Tre Jones made just one of his 11 shots, and Duke turned the ball over 20 times. Seemingly every loose ball went in UNC’s favor. The hole continued to grow until it was just too deep for Duke to climb out. How exactly does one replicate the runaway favorite for every major college basketball award?
The loss of Williamson was a perfect example of Duke’s fatal flaw: a lack of depth. Duke has been challenged when it doesn’t have three scoring options. In their only other ACC loss this season, to Syracuse, the Blue Devils were without Reddish because of the flu and Jones had to leave early with an injury.
If Duke has hopes of winning its sixth national championship — and you can be sure it does — then this team will need other players to step up. A superhero performance from a superhuman freshman is no longer a guarantee. Something as fluky as a bad sneaker could spell ruin.
“It set us back,” Reddish said. “(Williamson is) a key player. Losing him hurt. We have to learn how to fight when we lose pieces.”

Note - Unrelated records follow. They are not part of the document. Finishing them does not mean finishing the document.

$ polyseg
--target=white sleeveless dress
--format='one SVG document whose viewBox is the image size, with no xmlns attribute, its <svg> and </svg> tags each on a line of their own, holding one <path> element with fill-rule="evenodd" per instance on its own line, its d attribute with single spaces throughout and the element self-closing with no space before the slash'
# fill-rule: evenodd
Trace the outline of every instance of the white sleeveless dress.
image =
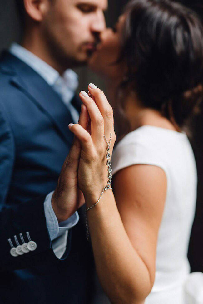
<svg viewBox="0 0 203 304">
<path fill-rule="evenodd" d="M 187 257 L 197 178 L 193 152 L 186 134 L 143 126 L 122 139 L 111 159 L 113 174 L 129 166 L 145 164 L 161 168 L 167 177 L 155 281 L 145 304 L 203 304 L 203 274 L 190 274 Z"/>
</svg>

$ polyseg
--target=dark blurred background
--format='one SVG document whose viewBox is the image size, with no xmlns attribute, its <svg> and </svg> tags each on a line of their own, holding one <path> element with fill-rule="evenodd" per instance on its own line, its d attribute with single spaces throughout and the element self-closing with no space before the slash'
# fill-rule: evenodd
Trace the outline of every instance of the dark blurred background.
<svg viewBox="0 0 203 304">
<path fill-rule="evenodd" d="M 19 42 L 21 37 L 20 21 L 15 9 L 15 0 L 0 0 L 0 51 L 9 47 L 13 41 Z M 193 0 L 182 0 L 190 5 Z M 107 26 L 116 21 L 126 0 L 110 0 L 109 9 L 106 13 Z M 202 9 L 203 14 L 203 7 Z M 197 11 L 200 13 L 199 10 Z M 76 71 L 79 77 L 78 91 L 85 90 L 90 82 L 105 90 L 103 82 L 85 67 Z M 198 184 L 196 212 L 188 252 L 192 272 L 203 272 L 203 105 L 201 114 L 196 117 L 192 123 L 193 136 L 191 142 L 195 153 L 198 175 Z M 166 236 L 166 237 L 167 236 Z"/>
</svg>

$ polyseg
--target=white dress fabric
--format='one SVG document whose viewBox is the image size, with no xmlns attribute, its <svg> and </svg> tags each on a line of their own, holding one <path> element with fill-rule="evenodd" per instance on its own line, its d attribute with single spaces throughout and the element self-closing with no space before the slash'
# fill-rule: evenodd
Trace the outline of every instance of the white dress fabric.
<svg viewBox="0 0 203 304">
<path fill-rule="evenodd" d="M 143 126 L 122 139 L 111 158 L 113 174 L 129 166 L 144 164 L 162 168 L 167 178 L 155 281 L 145 304 L 203 304 L 203 274 L 190 274 L 187 257 L 197 178 L 193 152 L 186 135 Z"/>
</svg>

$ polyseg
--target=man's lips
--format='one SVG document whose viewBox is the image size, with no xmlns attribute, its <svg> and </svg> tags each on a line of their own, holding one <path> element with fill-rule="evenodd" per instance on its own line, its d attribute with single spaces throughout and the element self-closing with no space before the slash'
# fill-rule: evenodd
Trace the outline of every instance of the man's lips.
<svg viewBox="0 0 203 304">
<path fill-rule="evenodd" d="M 85 48 L 87 50 L 94 51 L 96 49 L 97 44 L 95 42 L 88 42 L 85 43 L 84 46 Z"/>
</svg>

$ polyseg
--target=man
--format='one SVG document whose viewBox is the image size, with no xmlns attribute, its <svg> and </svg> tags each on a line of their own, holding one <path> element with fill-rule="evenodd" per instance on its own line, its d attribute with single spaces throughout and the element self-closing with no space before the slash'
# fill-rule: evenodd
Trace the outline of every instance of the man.
<svg viewBox="0 0 203 304">
<path fill-rule="evenodd" d="M 80 107 L 76 76 L 67 69 L 95 50 L 107 1 L 17 4 L 22 45 L 0 61 L 0 303 L 90 303 L 95 272 L 82 208 L 75 225 L 76 141 L 56 186 L 73 139 L 68 125 Z M 83 108 L 80 123 L 87 119 Z"/>
</svg>

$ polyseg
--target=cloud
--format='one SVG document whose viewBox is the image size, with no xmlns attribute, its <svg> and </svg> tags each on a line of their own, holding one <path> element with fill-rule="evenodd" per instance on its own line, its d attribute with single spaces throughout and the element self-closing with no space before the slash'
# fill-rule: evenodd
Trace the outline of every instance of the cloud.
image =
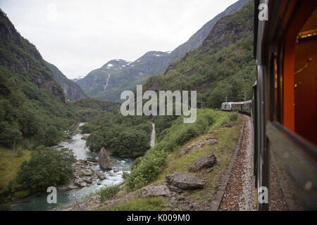
<svg viewBox="0 0 317 225">
<path fill-rule="evenodd" d="M 51 22 L 57 21 L 57 6 L 55 4 L 47 5 L 47 19 Z"/>
<path fill-rule="evenodd" d="M 0 8 L 68 77 L 115 58 L 173 50 L 236 0 L 1 0 Z"/>
</svg>

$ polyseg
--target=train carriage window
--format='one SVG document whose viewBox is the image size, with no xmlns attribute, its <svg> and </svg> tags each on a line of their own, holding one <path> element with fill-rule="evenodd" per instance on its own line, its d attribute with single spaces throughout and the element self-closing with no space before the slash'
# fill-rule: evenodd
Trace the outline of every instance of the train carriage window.
<svg viewBox="0 0 317 225">
<path fill-rule="evenodd" d="M 317 145 L 317 10 L 305 22 L 295 45 L 295 132 Z"/>
<path fill-rule="evenodd" d="M 308 15 L 302 14 L 292 23 L 299 32 L 292 34 L 294 29 L 290 29 L 292 36 L 287 37 L 285 46 L 283 124 L 317 145 L 316 8 Z M 303 18 L 306 19 L 301 23 Z"/>
</svg>

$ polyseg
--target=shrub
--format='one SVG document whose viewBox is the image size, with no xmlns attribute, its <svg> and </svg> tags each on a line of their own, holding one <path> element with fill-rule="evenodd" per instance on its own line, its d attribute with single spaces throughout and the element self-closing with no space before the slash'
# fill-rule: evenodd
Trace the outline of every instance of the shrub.
<svg viewBox="0 0 317 225">
<path fill-rule="evenodd" d="M 29 161 L 24 161 L 18 172 L 17 181 L 32 192 L 44 191 L 48 186 L 66 184 L 73 178 L 73 151 L 38 147 Z"/>
<path fill-rule="evenodd" d="M 196 122 L 192 124 L 184 124 L 182 116 L 173 121 L 170 127 L 161 131 L 159 143 L 138 159 L 131 173 L 125 176 L 128 187 L 139 188 L 155 179 L 165 168 L 168 154 L 208 130 L 214 122 L 213 113 L 211 110 L 199 110 Z"/>
</svg>

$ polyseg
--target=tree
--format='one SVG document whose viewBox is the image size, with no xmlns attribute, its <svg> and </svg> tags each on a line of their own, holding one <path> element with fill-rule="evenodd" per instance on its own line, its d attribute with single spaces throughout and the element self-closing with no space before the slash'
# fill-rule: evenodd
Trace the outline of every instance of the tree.
<svg viewBox="0 0 317 225">
<path fill-rule="evenodd" d="M 32 192 L 65 184 L 73 176 L 75 162 L 73 153 L 68 148 L 38 147 L 32 152 L 30 160 L 20 165 L 17 181 Z"/>
</svg>

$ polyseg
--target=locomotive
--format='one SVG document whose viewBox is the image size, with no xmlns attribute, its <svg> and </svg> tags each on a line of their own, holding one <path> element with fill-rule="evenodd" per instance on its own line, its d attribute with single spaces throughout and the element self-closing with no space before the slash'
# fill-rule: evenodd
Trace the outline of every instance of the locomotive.
<svg viewBox="0 0 317 225">
<path fill-rule="evenodd" d="M 255 188 L 268 189 L 268 202 L 256 202 L 259 210 L 278 200 L 275 182 L 288 210 L 317 210 L 316 4 L 254 1 Z M 260 20 L 263 9 L 268 16 Z"/>
<path fill-rule="evenodd" d="M 258 210 L 277 200 L 290 210 L 317 210 L 316 6 L 315 0 L 254 1 L 253 99 L 221 105 L 252 117 Z M 282 196 L 274 193 L 277 182 Z M 257 198 L 263 187 L 267 202 Z"/>
</svg>

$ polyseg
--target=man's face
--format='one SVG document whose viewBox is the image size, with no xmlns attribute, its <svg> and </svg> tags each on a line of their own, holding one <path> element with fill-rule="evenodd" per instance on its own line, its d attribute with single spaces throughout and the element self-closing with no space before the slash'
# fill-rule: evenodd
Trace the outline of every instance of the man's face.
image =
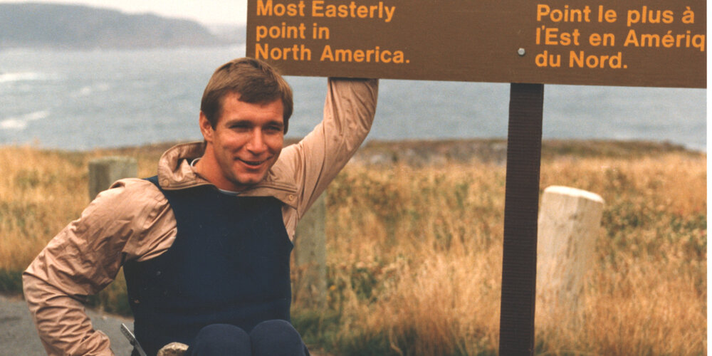
<svg viewBox="0 0 712 356">
<path fill-rule="evenodd" d="M 235 192 L 264 179 L 277 162 L 284 142 L 281 100 L 256 104 L 239 98 L 233 93 L 225 95 L 214 128 L 200 114 L 201 131 L 209 146 L 206 155 L 212 156 L 203 158 L 214 166 L 208 167 L 211 172 L 209 180 L 219 188 Z"/>
</svg>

Williamson’s timetable to return is unknown; more about the extent of his injury will be determined in the coming days. The good thing for Duke is it has another shot at UNC at the Dean Smith Center in just a few weeks. But if Williamson is unavailable then, it may be an encore of what we saw Wednesday: a repeat loss on Tobacco Road for a supremely talented team that’s one 6-7, 285-pound teenager away from being unbeatable.